Last night I did the clothing switch for Sonzee. It was time to finally get all of the 12 month and smaller clothing out of the way to make room for the 18-24 month outfits. I sorted all of the clothing into piles and began the task of filling up bins and bags. Sonzee has a younger cousin now, and so it gives me a reason to organize, as I am so excited to continue to pass on the ridiculous amounts of girl clothing I have in the attic. In the past these clothing swaps haven't been all that emotional, but this one was especially challenging.
As I opened the box of 18-24 month clothing and took our each item, the flashbacks of my older two girls flooded my mind. I was smiling at my memories when that dreaded sting and waterworks production snuck up on me without warning. Each item I took out took me to a memory of the girls walking, running, laughing, being super cute 18 month old sassy. I can remember a picture of my oldest wearing a romper sporting her first set of pigtails holding her sippy cup with her right leg bent and toe pointed with such divaness. I remember that day like it was yesterday. I took out the jeans and shirt that my 2nd daughter wore the first day she decided to walk consistently (which by the way was two years ago last Friday). Sonzee won't be doing that in any of this clothing.
I am trying to stay positive and tell myself that maybe with these outfits she will laugh for the 2nd time and or smile consistently? Maybe she will get to sport her "I can sit" sticker in one of these dresses? Maybe she will bear weight while wearing a cute pair of gently worn shoes that one or both of her sisters didn't wear for more than 5 minutes because they had so many shoes to choose from? Maybe she will bear weight in her arms and knees and learn to crawl?! I guess we have time to see what new memories will be made in these dresses, skirts, and shirts.

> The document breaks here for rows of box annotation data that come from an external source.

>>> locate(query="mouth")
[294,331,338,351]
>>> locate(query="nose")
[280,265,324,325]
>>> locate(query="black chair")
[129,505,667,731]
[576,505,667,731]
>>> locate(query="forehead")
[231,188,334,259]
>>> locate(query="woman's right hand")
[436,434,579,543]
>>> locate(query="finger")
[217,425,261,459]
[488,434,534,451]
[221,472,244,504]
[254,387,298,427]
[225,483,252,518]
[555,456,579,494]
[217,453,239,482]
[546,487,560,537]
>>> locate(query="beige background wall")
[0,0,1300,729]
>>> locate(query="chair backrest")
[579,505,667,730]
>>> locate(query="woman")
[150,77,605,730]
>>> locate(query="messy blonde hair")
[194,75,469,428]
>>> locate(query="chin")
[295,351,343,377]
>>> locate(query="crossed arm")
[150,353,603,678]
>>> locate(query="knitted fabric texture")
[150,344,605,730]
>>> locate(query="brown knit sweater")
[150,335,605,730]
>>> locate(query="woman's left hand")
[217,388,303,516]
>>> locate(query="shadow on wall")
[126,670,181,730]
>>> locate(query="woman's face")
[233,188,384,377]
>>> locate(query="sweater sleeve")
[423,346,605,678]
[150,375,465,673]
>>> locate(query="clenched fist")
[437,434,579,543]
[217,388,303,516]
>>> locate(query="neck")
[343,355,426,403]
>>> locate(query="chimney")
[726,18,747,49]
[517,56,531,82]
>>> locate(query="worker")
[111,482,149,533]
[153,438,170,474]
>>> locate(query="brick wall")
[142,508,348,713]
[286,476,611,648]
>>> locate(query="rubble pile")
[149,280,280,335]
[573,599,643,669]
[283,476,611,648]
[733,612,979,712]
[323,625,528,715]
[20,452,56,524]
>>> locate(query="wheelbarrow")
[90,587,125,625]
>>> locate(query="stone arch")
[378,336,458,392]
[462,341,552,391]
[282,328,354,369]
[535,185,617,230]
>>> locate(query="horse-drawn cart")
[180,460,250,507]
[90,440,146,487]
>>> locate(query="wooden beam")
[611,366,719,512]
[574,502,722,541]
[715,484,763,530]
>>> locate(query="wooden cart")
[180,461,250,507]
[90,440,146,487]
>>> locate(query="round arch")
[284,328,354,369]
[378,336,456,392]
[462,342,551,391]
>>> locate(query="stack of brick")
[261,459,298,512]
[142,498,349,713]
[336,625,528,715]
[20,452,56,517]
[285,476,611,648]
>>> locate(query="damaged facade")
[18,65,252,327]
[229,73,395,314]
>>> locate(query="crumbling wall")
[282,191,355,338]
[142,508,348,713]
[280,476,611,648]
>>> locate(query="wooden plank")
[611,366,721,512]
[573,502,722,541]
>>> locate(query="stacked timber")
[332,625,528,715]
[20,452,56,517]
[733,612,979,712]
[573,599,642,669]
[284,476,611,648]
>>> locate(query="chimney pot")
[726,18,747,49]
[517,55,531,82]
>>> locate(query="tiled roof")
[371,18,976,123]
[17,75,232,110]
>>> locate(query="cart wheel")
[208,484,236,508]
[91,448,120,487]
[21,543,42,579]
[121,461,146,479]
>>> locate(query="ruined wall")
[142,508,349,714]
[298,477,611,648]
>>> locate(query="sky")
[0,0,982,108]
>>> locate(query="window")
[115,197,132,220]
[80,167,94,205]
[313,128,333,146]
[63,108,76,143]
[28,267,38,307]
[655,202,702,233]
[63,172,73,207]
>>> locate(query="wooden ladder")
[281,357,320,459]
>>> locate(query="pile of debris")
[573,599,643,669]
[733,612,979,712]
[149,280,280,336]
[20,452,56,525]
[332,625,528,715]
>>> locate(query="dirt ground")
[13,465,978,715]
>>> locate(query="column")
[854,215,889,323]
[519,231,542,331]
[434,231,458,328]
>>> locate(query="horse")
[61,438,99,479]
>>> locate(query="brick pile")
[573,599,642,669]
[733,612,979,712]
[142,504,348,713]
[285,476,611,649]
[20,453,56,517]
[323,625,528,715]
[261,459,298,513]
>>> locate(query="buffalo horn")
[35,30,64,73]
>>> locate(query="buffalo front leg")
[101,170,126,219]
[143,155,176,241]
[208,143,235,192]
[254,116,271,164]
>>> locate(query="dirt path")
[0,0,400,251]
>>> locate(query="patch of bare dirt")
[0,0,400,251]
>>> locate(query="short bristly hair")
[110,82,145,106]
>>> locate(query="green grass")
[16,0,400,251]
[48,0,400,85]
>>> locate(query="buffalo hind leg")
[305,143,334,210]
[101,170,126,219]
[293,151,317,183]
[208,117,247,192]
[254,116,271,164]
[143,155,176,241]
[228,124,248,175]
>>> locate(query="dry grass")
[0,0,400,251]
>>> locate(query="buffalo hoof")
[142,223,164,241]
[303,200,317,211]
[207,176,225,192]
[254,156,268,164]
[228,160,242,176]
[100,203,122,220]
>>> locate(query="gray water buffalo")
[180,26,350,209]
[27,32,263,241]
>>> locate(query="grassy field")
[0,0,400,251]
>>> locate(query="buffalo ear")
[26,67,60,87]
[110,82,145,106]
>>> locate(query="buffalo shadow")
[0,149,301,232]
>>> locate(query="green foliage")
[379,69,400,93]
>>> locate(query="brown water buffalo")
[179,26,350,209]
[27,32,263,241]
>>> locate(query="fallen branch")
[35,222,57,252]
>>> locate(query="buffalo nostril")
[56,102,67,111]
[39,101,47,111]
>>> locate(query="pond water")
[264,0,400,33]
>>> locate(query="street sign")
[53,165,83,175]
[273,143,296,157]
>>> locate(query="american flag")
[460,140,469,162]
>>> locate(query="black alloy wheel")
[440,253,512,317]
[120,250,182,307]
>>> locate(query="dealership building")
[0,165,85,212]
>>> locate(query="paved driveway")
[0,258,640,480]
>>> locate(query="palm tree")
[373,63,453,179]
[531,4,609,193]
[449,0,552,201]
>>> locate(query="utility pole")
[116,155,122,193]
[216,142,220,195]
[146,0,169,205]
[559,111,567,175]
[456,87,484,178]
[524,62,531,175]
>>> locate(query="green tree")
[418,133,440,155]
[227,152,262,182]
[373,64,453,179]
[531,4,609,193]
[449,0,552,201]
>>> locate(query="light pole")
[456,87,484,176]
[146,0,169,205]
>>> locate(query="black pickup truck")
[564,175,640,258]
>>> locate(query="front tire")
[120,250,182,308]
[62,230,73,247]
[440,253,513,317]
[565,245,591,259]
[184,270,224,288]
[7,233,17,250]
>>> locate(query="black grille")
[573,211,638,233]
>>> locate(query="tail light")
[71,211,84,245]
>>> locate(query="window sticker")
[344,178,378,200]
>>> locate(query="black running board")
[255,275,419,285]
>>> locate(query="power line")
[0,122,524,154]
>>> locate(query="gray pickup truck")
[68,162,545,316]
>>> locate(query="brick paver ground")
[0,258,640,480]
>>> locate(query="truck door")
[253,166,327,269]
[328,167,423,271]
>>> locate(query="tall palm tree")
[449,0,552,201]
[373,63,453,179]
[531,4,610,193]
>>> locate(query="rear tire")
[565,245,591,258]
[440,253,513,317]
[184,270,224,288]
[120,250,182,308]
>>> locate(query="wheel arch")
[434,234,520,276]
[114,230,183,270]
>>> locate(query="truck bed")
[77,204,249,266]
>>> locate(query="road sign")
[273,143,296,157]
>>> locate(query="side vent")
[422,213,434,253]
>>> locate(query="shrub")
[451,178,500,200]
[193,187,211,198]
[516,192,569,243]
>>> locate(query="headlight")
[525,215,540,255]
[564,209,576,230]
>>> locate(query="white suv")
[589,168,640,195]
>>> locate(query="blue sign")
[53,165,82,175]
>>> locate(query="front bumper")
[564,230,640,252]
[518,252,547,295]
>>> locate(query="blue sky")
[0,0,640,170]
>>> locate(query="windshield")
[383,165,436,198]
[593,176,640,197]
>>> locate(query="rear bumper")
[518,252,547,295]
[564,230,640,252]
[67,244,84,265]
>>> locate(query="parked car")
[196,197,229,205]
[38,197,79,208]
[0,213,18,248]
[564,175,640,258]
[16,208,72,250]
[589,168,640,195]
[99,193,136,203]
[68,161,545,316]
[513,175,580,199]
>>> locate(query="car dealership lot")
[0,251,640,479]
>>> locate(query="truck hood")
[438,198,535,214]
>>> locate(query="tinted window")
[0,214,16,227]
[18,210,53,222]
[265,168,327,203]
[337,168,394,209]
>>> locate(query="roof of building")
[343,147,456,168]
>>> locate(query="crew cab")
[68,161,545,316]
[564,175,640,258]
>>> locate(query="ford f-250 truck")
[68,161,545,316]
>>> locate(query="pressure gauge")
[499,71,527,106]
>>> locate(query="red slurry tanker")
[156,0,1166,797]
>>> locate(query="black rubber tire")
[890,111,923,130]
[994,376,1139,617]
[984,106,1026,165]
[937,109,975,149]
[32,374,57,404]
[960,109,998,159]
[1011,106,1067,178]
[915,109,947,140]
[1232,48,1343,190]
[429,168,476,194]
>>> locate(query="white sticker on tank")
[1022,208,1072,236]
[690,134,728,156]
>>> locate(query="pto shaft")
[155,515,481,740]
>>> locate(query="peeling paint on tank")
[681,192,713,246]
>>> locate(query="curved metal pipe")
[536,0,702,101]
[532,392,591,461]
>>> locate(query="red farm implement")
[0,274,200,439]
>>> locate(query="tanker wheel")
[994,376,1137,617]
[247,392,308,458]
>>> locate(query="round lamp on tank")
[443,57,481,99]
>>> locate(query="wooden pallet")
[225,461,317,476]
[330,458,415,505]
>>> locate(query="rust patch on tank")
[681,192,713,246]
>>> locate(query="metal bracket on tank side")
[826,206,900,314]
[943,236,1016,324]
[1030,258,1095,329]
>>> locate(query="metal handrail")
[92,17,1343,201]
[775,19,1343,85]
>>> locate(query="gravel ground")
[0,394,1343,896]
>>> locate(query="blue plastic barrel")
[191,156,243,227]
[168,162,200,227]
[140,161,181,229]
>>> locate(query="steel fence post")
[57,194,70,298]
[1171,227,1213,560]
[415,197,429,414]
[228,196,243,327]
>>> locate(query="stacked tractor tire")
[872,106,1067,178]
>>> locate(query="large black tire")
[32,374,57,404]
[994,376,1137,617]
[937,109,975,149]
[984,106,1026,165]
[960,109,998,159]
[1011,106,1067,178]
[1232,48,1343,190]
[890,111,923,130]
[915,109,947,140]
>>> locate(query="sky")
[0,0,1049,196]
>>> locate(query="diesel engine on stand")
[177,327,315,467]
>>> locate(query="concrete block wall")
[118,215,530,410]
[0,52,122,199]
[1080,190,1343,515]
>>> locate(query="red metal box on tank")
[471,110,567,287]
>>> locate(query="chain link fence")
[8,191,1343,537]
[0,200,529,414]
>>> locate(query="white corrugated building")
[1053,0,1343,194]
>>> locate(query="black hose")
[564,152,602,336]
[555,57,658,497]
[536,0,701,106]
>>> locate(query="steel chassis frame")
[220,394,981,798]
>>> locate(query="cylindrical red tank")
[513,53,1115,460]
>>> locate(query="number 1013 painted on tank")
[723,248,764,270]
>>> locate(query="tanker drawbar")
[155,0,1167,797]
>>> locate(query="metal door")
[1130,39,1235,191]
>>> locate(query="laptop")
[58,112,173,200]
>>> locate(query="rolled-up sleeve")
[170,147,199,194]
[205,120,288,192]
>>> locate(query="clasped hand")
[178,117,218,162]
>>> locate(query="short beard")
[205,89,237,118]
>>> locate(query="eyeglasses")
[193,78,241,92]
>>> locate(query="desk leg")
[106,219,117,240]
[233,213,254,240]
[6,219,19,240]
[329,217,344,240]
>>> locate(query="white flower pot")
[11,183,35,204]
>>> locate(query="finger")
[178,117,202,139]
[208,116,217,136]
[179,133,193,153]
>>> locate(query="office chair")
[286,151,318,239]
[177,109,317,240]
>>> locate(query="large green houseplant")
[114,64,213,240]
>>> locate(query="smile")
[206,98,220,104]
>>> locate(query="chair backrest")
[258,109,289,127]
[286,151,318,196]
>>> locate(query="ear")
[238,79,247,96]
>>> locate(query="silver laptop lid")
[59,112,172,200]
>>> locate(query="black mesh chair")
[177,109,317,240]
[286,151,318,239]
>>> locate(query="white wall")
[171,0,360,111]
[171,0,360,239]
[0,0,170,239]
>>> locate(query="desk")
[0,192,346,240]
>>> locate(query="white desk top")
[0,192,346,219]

However, these are the moments that make this journey especially challenging. It's times like this that I try and take a positive outlook, but the sadness and anger poke their way in. Why couldn't we just be like the majority, with 3 silly girls and 1 crazy boy all healthy and happy?! Why aren't I chasing my soon to be 18 month old around and getting frustrated that she is skipping her naps?! Why can't I lay her down and give her tummy tickles and have her belly laugh so loud that it makes everyone else start to laugh as well?! I hate that one of my most favorite parts of having 3 girls has now also become one of the saddest. With each outfit I put into a drawer my vision becomes cloudy and my feelings are split between hope and reality. But with all things CDKL5, I guess this is just par for the course.